How I found my Creativity


Being an overthinker, I questioned my role in life from a young age. I always enjoyed art and It was the only thing I was ever really good at. I remember chatting to my art teacher, Mrs Osbourne, who was one of those adults you meet (we all have one) that had a hugely positive effect on my confidence and I felt she really had my back. She said to me to always go where I was called and not to fight it or overthink it too much. I knew I wanted to go to art college but was worried about job security, but she said, do something you love and you will never do a days work your life. I now know this is a quote quite widely used, but at that point it sat with me at the forefront of my mind. I had a choice, follow my heart or follow my head. I have kept this outlook with me, and it has served me pretty well in fact! Learning to trust our gut, know our worth and have hope for the future is immensely important at these transitional points in our lives.


I am a self confessed messy perfectionist, I have a high expectation of myself in most situations. It wasn’t until motherhood that I learnt to embrace my failures as opportunities to learn and ultimately grow. I learnt quickly that we aren’t fixed beings, we are fluid and ever evolving, we can never reach our ideals of perfection and as this concept has bedded down in my 30’s, it’s something I wish I had understood more in my twenties. Being ambitious is no bad thing, but if as a result you become unwell, this is where there is work to be done and boundaries to be drawn. Because if you don’t make time for your wellness you be forced to make time for your illness. Burn-out is real, so being kind is imperative in this fast pace world we live in.

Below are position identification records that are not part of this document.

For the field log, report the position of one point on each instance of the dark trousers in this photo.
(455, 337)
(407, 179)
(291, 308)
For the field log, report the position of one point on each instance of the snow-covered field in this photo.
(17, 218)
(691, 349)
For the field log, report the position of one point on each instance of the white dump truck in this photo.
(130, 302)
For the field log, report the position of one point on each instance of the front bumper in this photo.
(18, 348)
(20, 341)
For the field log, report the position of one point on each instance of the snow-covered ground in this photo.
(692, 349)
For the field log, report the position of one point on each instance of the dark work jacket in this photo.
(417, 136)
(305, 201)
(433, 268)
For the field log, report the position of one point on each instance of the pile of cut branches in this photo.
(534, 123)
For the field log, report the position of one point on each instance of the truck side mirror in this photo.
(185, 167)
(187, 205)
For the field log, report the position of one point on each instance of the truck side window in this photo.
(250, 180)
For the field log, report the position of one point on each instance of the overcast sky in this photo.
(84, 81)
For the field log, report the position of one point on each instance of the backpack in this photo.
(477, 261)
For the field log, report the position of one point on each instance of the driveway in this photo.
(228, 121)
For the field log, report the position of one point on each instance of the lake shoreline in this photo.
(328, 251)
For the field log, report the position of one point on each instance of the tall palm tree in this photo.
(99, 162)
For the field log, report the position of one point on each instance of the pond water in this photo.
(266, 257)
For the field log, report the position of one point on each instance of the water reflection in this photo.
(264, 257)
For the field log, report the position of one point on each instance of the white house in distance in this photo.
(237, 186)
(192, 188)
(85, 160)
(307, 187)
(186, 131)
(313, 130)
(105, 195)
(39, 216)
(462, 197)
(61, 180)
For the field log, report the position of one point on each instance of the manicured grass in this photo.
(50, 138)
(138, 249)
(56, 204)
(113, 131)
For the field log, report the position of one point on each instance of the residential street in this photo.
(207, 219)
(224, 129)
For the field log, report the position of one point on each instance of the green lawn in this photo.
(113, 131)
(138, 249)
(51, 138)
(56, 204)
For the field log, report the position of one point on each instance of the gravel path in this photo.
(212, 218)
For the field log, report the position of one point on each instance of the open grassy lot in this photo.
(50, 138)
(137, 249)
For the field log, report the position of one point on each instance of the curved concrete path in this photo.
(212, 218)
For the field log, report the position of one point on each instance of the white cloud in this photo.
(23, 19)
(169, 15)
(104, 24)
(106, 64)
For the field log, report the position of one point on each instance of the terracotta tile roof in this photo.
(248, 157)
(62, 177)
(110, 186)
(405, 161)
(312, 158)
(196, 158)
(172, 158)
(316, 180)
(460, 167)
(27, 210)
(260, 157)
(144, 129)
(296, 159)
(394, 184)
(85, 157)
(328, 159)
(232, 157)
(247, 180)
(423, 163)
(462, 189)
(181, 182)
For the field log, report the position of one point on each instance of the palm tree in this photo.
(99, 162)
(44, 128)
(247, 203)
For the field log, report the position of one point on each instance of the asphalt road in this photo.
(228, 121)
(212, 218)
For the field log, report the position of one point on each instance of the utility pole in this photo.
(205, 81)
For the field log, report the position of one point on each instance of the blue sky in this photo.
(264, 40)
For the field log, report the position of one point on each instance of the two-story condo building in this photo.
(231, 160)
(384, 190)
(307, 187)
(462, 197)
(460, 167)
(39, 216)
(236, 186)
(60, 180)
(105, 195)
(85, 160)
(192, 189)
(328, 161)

This realisation, came as I became a parent myself, understanding that the reality of life was not as I had pictured and just living authentically to myself would become my greatest freedom. I can’t pretend that it doesn’t frustrate me when I don’t match up to my optimistic ideologies but it’s something I am a lot more comfortable with now. I would love to thank my Art teacher one day, as my career has been such a winding road, designing costumes, sets, books and now working with others to create their own visions. She was right, if you love what you do, it’s not about clocking in and out, it’s about understanding your work is part of you and your identity and loving what you do makes it so much more rewarding.


When Finn and I crowdfunded for the original Positive Planner, I didn’t take one moment to think about what others thought of the project. I knew the world needed our journals for mental health and that kept our vision crystal clear. Looking back this was a very transitional time for me, I had never done anything like this before, I was way out of my comfort zone, but I knew I had to try. It's all about listening in and really understanding what is making you tick. Finding the ‘driver’ is always a great place to start, that seems to be the point when (with some forward planning and a lot of hard work) things seem to fall into place.


I think the best piece of advice I could impart would be is to enrich your life as much as possible. Have creative outlets, be curious, be playful and keep learning because all of these things help us understand ourselves better. When we do these things we can problem solve and practice taking risks, we build confidence and most of all when we are in that flow state we can find a sense of wellbeing. Go in search of progress not perfection.